Too expensive to run
The prison passed into state hands in 1981 after officials at the Federal Bureau of Prisons decided that the expense of operating an island prison ran too high.
Getting people and material to and from the island meant operating a small navy of boats. Electricity also came from the mainland and drinking water from the prison's water purification plant.
For the next 30 years, the state of Washington also grappled with those same costs.
"The history of McNeil Island is peppered with questions over whether it should be closed or transferred to the state or unloaded by the federal government just because of the marine atmosphere and the problems associated with being an island," said Morgan, the superintendent. "Being an island it turns out is very expensive."
Last year, as the state faced a $4 billion budget shortfall, prison officials announced they would shut down the facility.
McNeil's closure will save the state more than $8 million a year, Morgan said. In the last weeks of McNeil's life, inmates dissembled their own prison. Windows, door locks and kitchen ovens were removed and sent to other state facilities on the mainland as McNeil was readied to be mothballed.
An eerie sense of abandonment already is taking over. Some houses once occupied by prison employees look as if their occupants have just stepped out to run a few errands, not left for the rest of the lives.
Other long vacant homes slowly are being covered in vegetation as nature reclaims the island.

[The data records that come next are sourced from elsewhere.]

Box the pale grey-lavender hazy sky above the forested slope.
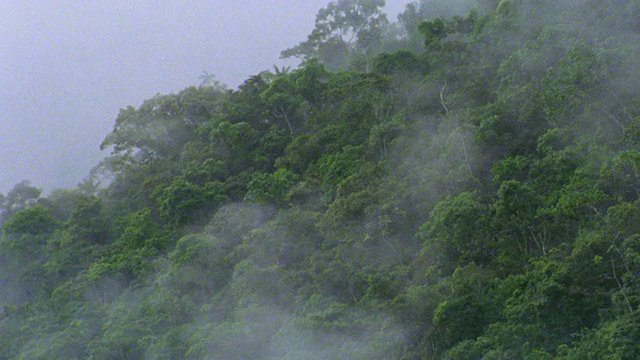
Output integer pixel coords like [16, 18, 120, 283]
[0, 0, 411, 193]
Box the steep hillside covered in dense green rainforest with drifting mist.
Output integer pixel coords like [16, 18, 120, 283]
[0, 0, 640, 360]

At a closing ceremony for the facility last month, former employees discussed whether the prison island should become a nature preserve off-limits to visitors or a museum to McNeil's storied past.
Many former employees called the closure of the country's last island prison shortsighted and the end of a unique community.
Taylor -- who lived in that community for much of his life -- said he is still figuring out where he will go with the prison gone.
Looking out at the light breaking onto Puget Sound through a copper sky, he had an unlikely reaction to life on a prison island:
"There's so much potential here. You have the woods and the water," he said. "It's just so free."